It’s a little surprising, what with all the political wags in the state, that no one yet has suggested Sen. Chris Dodd may have had a Damascus road experience in Damascus while cannoodling with that consummate liar Syrian President Bashir Assad.
Dodd now is positioning himself for a run for the presidency, already crowded on the Democrat side with anti-war candidates. Like Dodd, Sen. Hillary Clinton of New York, Delaware Sen. Joseph R. Biden and North Carolina Sen. John Edwards all voted in favor of the war at first; but, now that the war has soured, all favor some form of withdrawal and redeployment.
How to distinguish oneself in this pea pod of anti-war presidential contenders presents a dicey political problem.
Dodd’s most recent view on the Iraq war was summarized in an op-ed piece he wrote for an Iowa paper: Troops engaged in Iraq, Dodd wrote, should be re-deployed “to the Syrian border, to stop the flow of terrorists; to the north of Iraq, to better train Iraqi security forces; to Qatar, to form a quick-strike force if necessary to defend our vital interests; to Afghanistan, to resume the hunt for Osama bin Laden; and for those who have already overextended their tour of duty by one or two years - home.

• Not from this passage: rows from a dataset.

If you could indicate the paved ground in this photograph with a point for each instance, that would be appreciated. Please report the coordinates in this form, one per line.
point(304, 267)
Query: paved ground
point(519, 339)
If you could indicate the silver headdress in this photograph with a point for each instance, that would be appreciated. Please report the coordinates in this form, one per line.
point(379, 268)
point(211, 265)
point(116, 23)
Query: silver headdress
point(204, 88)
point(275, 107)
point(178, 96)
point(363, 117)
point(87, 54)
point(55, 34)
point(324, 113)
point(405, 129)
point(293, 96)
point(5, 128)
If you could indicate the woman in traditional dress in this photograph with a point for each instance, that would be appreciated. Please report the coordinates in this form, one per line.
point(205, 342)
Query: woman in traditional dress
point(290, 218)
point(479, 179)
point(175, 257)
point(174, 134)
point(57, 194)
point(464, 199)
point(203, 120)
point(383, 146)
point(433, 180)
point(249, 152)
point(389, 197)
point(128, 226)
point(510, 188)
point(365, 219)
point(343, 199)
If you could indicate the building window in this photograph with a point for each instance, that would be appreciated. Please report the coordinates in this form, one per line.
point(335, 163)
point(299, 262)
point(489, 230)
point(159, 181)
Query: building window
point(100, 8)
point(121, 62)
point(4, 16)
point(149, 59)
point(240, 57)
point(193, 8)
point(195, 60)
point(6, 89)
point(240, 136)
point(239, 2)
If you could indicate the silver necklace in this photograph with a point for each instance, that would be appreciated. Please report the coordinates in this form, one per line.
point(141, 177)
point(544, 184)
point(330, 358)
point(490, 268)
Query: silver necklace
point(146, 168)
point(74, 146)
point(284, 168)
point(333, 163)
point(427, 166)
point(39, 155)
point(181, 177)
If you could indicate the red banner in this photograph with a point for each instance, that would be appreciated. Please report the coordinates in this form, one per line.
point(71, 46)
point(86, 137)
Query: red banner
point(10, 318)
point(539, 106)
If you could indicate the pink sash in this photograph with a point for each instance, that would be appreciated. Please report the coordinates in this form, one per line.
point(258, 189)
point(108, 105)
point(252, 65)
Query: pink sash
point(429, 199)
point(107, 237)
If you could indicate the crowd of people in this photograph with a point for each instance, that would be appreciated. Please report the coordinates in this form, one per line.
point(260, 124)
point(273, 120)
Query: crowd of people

"If the Iraqis don't demonstrate the political will to unite, we should begin this process - in consultation with our military leadership - of reducing troop levels within weeks, not months."
So then, the terrorists supplied by Syria and Iran have only weeks, not months, to get out of Dodge; and if they fail to do so, Dodd, were he president, would withdraw American troops to Qatar. That’ll teach’em. Will the strike force in Qatar be permitted to cross contingent borders to destoy the influx of terrorist from Iran or Syria? Will the strike force in Qatar be permitted to dissassemble the largest resistance militia in Sadar City?
Of course, Dodd’s views on the Iraq war were fully formed prior to his visit to Syria. The senator proposed redeployment during a speech in Providence in the Fall, declaring it should "begin immediately and continue over the next 12 to 18 months."
Before his trip, Dodd was convinced that the war could not be won, and the tete a tete with Assad provided him with an occasion to expand and ventilate his views, while suggesting to others they were grounded in intelligence he had gathered on the spot. Nothing could be further from the truth. Since his early years, when Dodd was provided with a safe haven from war’s affronts by the Peace Corp – he served during the Vietnam years in the Dominican Republic -- Dodd has been a make-diplomacy-not-war protester; and Kerry, of course, rode his anti-Vietnam war protests into office. Neither of the two senators is as cagey and practiced a diplomatist as Assad.
It is these staged “diplomatic opportunities” that suggest there is something slippery and unctuous about Dodd, although very nearly everyone who has met him agrees he is not a verbose cardboard cutout, like his friend John Kerry, but a thoughtful politician with an eye fixed on self preservation.
And self preservation in the age of blogs, weakened political parties and the rise of political independendistas requires a certain amount of agility. Senator Joe Lieberman, it will be recalled, lost a Democratic primary to a novice Lowell Weicker wannabe from Greenwich. Going into the presidential primaries, Democratic candidates would be wise to bear in mind Lieberman’s humiliation; here was a Vice Presidential candidate turned away from office by a “principled” or “anarchic” – depending on one’s point of view – opposition that had organized around party loyalty and resistance to an unpopular war.
On the other hand, even in deep blue Connecticut, Lieberman was able to rally and win the general election. That is lesson two in the campaign playbook. And the lessons seem to be as contradictory as they are treacherous.
In the future, many seasoned politicians may find themselves similarly caught between primaries increasingly dominated by narrow self interest groups and general elections decided by general rather than particular interests. How to navigate between the Scylla and Charybdis of modern politics may require the political assiduousness of an Assad, the tricky-dickiest politician in the Middle East, and the question arises: Are Dodd or Hillary Clinton or the other Democrat presidential contenders up to it?